Surgery In Utero: Overview and Anesthesia 

Surgery in utero, also known as fetal surgery, is a sophisticated medical procedure utilized under highly specific circumstances. This field has experienced significant advancements due to continuous progress in fetal testing and imaging (Sampant & Losty, 2021). There are considerable risks for both the fetus and pregnant individual. Fetal surgery is categorized into three types, including minimally invasive maternal-fetal interventions, open maternal-fetal surgery, and ex utero intrapartum treatment procedures (Chatterjee, et al., 2021).   

Indications for minimally invasive surgery in utero include fetal genetic testing, fetal anemia, Rh isoimmunization, fetal hydrothorax/chylothorax, bladder outlet obstruction, and others. (Chatterjee, et al., 2021). Ultrasound-guided percutaneous procedures and fetoscopic surgery fall under this category (Sampat & Losty, 2021). These methods have lower risks of maternal hemorrhage and premature labor (Sampat & Losty, 2021). 

Open fetal surgeries may be performed to address conditions including myelomeningocele repair, mediastinal mass resection, tumor resection, and pulmonary lobe resection (Chatterjee, et al., 2021). Open surgery in utero is performed through making an incision in the uterus (hysterotomy), and in most cases, the fetus returns to or remains in the uterus to allow the pregnancy to continue to term (Sampat & Losty, 2021). However, these surgeries pose an increased risk of maternal morbidity and premature labor (Sampat & Losty, 2021).  
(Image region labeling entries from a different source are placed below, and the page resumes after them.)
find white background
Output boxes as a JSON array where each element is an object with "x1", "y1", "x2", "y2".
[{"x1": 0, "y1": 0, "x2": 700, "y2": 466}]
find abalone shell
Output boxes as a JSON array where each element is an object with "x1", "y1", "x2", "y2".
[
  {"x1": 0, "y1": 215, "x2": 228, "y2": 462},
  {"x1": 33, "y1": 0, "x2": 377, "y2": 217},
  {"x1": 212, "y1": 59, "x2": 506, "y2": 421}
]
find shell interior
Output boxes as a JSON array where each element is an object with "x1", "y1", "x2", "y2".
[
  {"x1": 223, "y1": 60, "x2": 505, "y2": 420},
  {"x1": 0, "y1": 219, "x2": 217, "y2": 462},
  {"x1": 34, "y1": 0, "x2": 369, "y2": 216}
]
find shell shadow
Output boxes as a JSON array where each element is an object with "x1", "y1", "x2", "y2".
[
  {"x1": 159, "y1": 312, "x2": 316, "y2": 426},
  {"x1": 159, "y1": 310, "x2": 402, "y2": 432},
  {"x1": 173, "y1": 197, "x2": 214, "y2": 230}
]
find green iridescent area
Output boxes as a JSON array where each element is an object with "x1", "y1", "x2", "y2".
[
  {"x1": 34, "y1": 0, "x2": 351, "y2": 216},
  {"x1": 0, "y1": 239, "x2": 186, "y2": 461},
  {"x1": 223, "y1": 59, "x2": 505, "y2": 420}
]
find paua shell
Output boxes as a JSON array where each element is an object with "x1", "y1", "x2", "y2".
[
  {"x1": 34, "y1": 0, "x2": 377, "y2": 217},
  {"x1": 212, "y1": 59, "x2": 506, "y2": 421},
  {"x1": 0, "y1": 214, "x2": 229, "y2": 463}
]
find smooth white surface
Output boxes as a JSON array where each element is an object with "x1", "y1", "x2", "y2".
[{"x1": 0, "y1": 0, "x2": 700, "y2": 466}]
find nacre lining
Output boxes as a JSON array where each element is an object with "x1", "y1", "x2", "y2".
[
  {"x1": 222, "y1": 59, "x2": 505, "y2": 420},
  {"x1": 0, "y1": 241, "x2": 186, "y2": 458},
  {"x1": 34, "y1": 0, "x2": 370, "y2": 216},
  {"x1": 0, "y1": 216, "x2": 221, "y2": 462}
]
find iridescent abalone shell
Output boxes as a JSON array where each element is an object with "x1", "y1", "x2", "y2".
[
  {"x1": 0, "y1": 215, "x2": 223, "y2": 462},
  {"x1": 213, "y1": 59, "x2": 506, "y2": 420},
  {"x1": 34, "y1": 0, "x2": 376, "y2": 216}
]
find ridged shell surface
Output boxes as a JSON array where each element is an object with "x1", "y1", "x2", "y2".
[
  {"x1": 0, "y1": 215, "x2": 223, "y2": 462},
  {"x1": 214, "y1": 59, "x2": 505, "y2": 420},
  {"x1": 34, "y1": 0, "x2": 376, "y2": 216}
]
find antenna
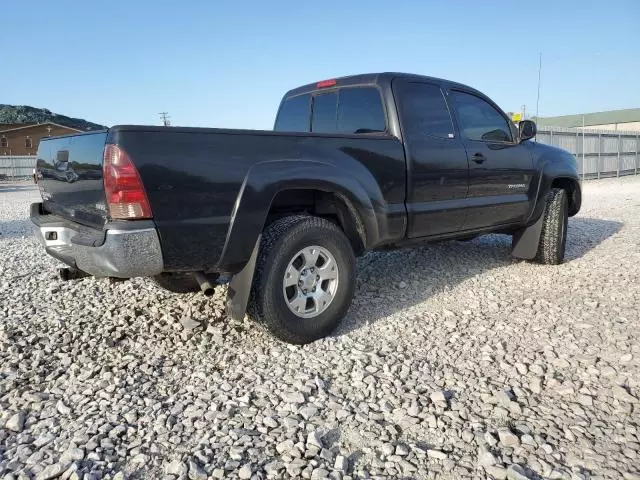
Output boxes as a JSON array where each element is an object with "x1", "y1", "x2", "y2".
[
  {"x1": 536, "y1": 52, "x2": 542, "y2": 123},
  {"x1": 158, "y1": 112, "x2": 171, "y2": 127}
]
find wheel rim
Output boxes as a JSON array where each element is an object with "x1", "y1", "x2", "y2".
[{"x1": 282, "y1": 245, "x2": 339, "y2": 318}]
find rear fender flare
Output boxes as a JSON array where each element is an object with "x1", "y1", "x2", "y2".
[{"x1": 218, "y1": 160, "x2": 384, "y2": 273}]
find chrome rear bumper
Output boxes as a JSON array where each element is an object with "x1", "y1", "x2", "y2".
[{"x1": 31, "y1": 203, "x2": 163, "y2": 278}]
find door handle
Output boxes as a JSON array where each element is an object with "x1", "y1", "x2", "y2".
[{"x1": 471, "y1": 153, "x2": 487, "y2": 163}]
Ex utero intrapartum therapy is used when fetal congenital anomalies are life-threatening and require access to a compromised fetal airway (Sampat & Losty, 2021). Indications for ex utero intrapartum treatment include conditions like cervical teratoma/lymphangioma, laryngeal web/atresia, severe micrognathia, bronchogenic cyst, among others (Chatterjee, et al., 2021). In these procedures, the fetus is partially delivered through a hysterotomy, the fetal airway is secured, and then the umbilical cord is cut, allowing for complete delivery of the baby via C-section (Sampat & Losty, 2021). Uterine hypotonia is crucial in maintaining uteroplacental circulation in these procedures (Sampat & Losty, 2021). 

Preparation for surgery in utero requires a comprehensive and thorough preoperative evaluation of the pregnant person by a multidisciplinary team. A comprehensive maternal-fetal evaluation, a type and crossmatch, and a meticulous review of all fetal imaging studies must be completed. The team and patient must discuss contingency plans for intraoperative complications or emergencies such as maternal hemorrhage or fetal distress (Chatterjee, et al., 2021). Anesthesia administration must accommodate for all the physiological changes of pregnancy, especially changes of the pulmonary, cardiovascular, and gastrointestinal systems. Special measures must be taken to prevent hypoxemia, aspiration, pulmonary edema, and aortocaval compression (Saxena, 2009).  

Additionally, fetal physiology and drug transfer across the placental barrier must be considered when administering anesthesia. The fetus exhibits its own unique physiological responses that include increased cortisol, beta endorphins, and the “central sparing response” to noxious stimuli. Long term effects of fetal stress during surgery must be kept in mind. Anesthetics agents transfer through the placenta, allowing for the desirable effect of fetal anesthesia. However, measures must be taken to address fetal physiology such as low blood circulation, rate dependent cardiac output, and predisposition to hypothermia due to thin skin (Saxena, 2009). If the fetus is directly accessible during surgery, a pulse oximeter probe should be placed on the limb during surgery and echocardiography used to monitor the heart (Saxena, 2009). Blood samples may be obtained percutaneously or directly as required (Saxena, 2009).  

IFetal surgery, or surgery in utero, is a rapidly progressing field. The specific type of surgery completed, whether ex utero intrapartum, open, or minimally invasive, will determine the specific methods of anesthesia used. Future research should prioritize studying fetal stress and optimizing drug dosing during these procedures (Saxena, 2009).  

References 

  1. Chatterjee D, Arendt KW, Moldenhauer JS, et al. Anesthesia for Maternal-Fetal Interventions: A Consensus Statement From the American Society of Anesthesiologists Committees on Obstetric and Pediatric Anesthesiology and the North American Fetal Therapy Network. Anesth Analg. 2021;132(4):1164-1173. doi:10.1213/ANE.0000000000005177 
  2. Sampat K, Losty PD. Fetal surgery. Br J Surg. 2021;108(6):632-637. doi:10.1093/bjs/znaa153 
  3. Saxena KN. Anaesthesia for fetal surgeries. Indian J Anaesth. 2009;53(5):554-559.